I have been curious about cryptocurrencies for a while, and yesterday I bought some for the first time. Cryptocurrency is a digital asset designed to be used as money that typically uses encrypted blockchain technology to enable transactions between buyers and sellers. It is a decentralized currency operating separately from standard, government-backed money controlled by a central bank or other authority.

Bitcoin was the first significant cryptocurrency, initially described in a 2008 paper and launched on the heels of the widespread financial crisis that shook consumer confidence with bank failures and taxpayer-funded bailouts. Bitcoin and Ethereum are two of the largest and most popular cryptocurrencies, but there are currently thousands of different versions of virtual currencies, or “altcoins” as they are sometimes called.

Lately, cryptocurrencies have been making headlines with their soaring valuations. Bitcoin, for example, is already up 30 percent in value in 2021, and up 800 percent from its 2020 low last spring. According to CNBC, the “rise has been helped by increased institutional buying and the perception that it is an uncorrelated safe haven asset akin to gold.”

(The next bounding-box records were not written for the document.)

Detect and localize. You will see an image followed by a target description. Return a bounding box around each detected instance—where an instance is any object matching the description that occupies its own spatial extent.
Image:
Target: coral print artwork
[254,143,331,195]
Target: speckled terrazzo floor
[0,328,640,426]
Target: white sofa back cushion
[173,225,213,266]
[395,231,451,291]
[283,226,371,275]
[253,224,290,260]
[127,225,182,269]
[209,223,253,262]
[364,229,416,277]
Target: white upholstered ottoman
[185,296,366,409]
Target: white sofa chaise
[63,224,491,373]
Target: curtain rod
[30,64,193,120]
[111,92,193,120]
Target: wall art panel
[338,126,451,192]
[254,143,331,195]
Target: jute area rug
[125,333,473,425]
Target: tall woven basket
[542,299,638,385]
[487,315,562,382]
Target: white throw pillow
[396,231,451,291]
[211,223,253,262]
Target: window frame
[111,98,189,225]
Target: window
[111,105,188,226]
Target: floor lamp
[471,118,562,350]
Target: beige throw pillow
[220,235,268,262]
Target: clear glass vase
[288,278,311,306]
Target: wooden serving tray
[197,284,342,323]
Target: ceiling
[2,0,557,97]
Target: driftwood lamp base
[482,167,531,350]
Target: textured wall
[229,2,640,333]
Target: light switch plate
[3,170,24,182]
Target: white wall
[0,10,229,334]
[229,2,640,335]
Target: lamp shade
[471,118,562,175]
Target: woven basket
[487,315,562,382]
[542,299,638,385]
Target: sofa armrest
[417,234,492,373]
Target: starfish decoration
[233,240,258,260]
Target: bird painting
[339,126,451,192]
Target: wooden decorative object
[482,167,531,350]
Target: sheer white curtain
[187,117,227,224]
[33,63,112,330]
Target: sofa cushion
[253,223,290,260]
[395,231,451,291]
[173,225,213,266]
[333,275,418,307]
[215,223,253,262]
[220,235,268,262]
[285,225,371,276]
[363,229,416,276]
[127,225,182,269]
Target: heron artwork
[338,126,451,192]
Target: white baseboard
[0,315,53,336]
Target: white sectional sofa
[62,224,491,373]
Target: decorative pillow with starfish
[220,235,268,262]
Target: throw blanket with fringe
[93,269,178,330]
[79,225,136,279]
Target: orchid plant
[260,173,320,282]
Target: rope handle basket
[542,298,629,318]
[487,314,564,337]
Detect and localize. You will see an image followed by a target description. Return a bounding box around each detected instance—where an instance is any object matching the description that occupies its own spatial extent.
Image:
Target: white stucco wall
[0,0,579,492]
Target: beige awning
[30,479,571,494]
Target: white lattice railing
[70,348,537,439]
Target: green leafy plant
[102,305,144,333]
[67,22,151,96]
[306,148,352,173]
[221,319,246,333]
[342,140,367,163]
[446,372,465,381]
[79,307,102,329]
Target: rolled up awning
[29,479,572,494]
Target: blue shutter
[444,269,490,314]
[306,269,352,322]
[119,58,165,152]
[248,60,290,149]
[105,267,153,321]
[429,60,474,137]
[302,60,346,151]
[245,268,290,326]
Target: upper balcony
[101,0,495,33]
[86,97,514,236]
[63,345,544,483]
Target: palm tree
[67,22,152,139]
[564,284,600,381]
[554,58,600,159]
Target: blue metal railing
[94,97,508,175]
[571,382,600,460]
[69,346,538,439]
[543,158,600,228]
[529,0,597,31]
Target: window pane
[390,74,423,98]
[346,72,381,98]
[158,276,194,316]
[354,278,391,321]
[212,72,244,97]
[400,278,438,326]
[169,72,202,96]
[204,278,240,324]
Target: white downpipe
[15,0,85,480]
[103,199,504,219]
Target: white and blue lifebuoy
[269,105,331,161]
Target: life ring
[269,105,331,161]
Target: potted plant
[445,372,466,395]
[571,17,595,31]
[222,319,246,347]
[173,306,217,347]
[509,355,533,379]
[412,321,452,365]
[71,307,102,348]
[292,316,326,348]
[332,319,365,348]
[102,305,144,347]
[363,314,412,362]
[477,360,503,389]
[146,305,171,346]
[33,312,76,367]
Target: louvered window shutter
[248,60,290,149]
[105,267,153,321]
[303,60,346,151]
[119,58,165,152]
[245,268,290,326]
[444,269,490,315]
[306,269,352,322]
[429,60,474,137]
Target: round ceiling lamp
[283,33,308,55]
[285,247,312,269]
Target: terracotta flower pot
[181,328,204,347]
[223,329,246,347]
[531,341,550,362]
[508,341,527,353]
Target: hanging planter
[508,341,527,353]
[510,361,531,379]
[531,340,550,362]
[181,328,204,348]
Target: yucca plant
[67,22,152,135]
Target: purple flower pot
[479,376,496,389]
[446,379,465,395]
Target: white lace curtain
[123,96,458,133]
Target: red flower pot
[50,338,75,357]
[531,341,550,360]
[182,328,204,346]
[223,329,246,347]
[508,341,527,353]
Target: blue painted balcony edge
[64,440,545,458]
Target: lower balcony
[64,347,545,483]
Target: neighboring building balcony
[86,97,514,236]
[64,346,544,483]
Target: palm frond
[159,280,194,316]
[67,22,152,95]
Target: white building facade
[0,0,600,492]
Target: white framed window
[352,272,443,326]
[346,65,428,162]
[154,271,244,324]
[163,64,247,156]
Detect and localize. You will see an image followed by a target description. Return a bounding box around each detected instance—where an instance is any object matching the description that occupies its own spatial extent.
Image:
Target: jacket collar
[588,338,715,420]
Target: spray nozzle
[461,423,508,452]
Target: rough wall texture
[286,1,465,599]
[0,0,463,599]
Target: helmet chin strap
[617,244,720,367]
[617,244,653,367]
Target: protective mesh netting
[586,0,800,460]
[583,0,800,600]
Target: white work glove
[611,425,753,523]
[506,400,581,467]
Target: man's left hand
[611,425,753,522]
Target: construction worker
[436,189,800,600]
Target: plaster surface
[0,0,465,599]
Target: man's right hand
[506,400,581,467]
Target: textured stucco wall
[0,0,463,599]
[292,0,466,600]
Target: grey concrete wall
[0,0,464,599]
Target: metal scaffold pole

Despite their current fame and intrigue, cryptocurrencies are highly volatile and risky. I don’t have the stomach for such investing, but I did want to see what all the buzz was about. I also wanted to support the entrepreneurs who are creating new monetary and investment methods, and the local businesses that are eager to accept alternative currencies.

My first step was to visit Bitcoin.com and download their free mobile wallet app. Bitcoin.com is an informational website on cryptocurrencies, as well as a portal for buying and selling these digital assets. It’s a great place for beginners like me. The company’s founder, Roger Ver, announced this week that he is donating two major gifts to FEE totaling $2 million in Bitcoin Cash (BCH), a type of cryptocurrency with low transaction fees.

“I was a subscriber to FEE’s long-running magazine The Freeman when I was in high school and I owe a lot of my success in Bitcoin to what I learned reading about the moral urgency of having a monetary system that exists separate from state force,” Ver said in a statement about his generous gift. “I was looking around the world today and I saw global lockdowns, inflation, attacks on individual liberty, and I thought: ‘Who are the most important voices of freedom today?’ FEE is at the top of my list. I want to help FEE have the same impact on the lives of millions of young people that they did on mine.”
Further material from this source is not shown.